Despite all this, MITS couldn’t keep up with demand and some buyers camped in the company’s car park waiting for their machines. After they got their machines assembled, the enthusiasts would then rack their brains trying to figure out what to do with the things. Meanwhile, a company called Traf-O-Data offered to write a new version of BASIC as the operating system for the Altair 8800. The partners behind Traf-O-Data went on to start an obscure software company called Microsoft.
The Clone duplicates the look, feel, features, and performance of an Altair 8800 down to the limitations and quirks, and it will run software written for the Altair 8800. This has a strong educational and nostalgia factor because, for all its historic significance, the Altair 8800 had some real design problems. The only thing the Clone can’t do is play “The Fool on the Hill” over an AM radio as an early Altair 8800 was famously programmed to do. That’s because the modern parts don’t bleed radio emissions, so they can’t be manipulated to play songs on a receiver.
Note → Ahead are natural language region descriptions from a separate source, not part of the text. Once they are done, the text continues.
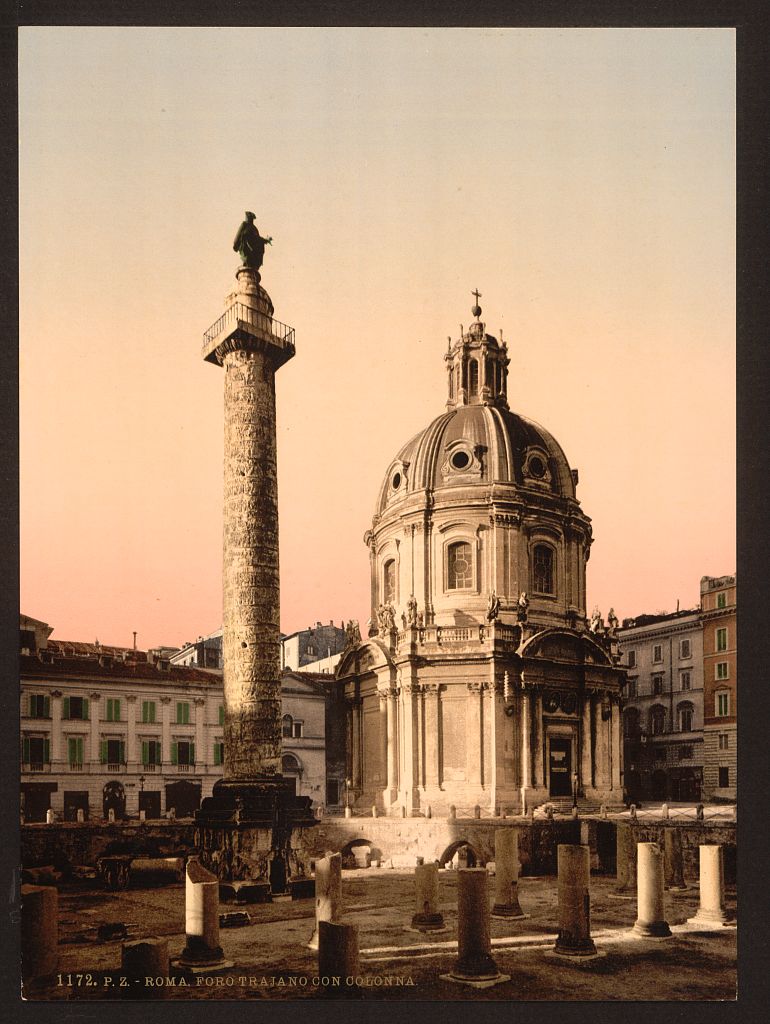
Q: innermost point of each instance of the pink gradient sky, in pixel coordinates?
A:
(582, 179)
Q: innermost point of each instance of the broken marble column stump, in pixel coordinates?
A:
(202, 951)
(625, 858)
(144, 958)
(712, 912)
(507, 875)
(39, 932)
(574, 902)
(474, 965)
(328, 894)
(427, 916)
(338, 950)
(673, 859)
(650, 922)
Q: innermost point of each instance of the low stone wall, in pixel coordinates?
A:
(402, 839)
(694, 834)
(75, 844)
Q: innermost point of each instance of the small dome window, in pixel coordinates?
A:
(537, 467)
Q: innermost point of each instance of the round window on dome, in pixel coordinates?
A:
(537, 467)
(460, 460)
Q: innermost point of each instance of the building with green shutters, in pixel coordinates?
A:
(115, 728)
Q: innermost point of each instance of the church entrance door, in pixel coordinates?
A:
(560, 766)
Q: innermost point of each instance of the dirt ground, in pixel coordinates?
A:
(271, 960)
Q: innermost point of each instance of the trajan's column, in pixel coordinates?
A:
(251, 345)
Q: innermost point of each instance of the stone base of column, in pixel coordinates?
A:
(712, 920)
(250, 834)
(656, 930)
(269, 801)
(428, 923)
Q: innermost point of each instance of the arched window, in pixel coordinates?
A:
(685, 713)
(473, 377)
(388, 582)
(631, 723)
(543, 564)
(460, 566)
(657, 720)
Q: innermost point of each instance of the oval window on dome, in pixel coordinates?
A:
(461, 460)
(537, 467)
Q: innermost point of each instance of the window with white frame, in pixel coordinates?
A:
(685, 713)
(460, 565)
(388, 582)
(543, 569)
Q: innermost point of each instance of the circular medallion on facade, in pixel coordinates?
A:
(551, 700)
(460, 459)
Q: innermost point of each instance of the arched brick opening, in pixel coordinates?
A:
(359, 853)
(448, 853)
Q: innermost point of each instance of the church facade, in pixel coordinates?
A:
(481, 682)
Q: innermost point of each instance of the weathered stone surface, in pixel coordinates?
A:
(650, 921)
(506, 875)
(712, 909)
(574, 902)
(474, 964)
(39, 932)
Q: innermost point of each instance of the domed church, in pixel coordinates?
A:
(480, 681)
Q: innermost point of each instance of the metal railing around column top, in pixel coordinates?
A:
(282, 333)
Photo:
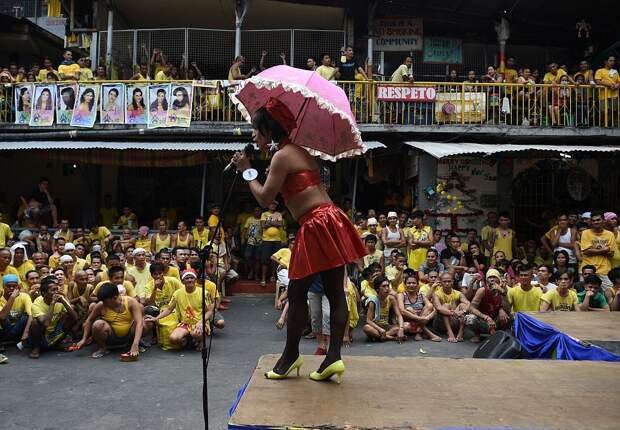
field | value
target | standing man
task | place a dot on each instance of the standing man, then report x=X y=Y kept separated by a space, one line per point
x=597 y=247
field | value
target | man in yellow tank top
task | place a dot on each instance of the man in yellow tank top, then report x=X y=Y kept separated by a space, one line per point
x=115 y=322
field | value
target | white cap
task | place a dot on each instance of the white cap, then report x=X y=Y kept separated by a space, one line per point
x=66 y=259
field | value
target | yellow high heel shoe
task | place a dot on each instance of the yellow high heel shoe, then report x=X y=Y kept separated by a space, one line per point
x=336 y=368
x=296 y=365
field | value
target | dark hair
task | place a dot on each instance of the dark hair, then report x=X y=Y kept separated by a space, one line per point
x=49 y=99
x=156 y=268
x=107 y=291
x=267 y=126
x=164 y=103
x=133 y=99
x=20 y=104
x=588 y=266
x=71 y=92
x=592 y=279
x=114 y=270
x=370 y=238
x=180 y=104
x=91 y=103
x=46 y=283
x=378 y=281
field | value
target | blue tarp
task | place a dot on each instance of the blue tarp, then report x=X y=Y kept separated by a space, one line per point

The most obvious difference between the Clone and the Altair 8800 is that the former is suspiciously light. The modern components are so small compared to the original that the the power supply, circuit boards and buses have been replaced with a whole lot of nothing. At first glance, it looks like an empty box with a few wires running between the front and back panels. The case itself is an original design to emulate the Altair 8800s, though simpler inside to keep down construction costs.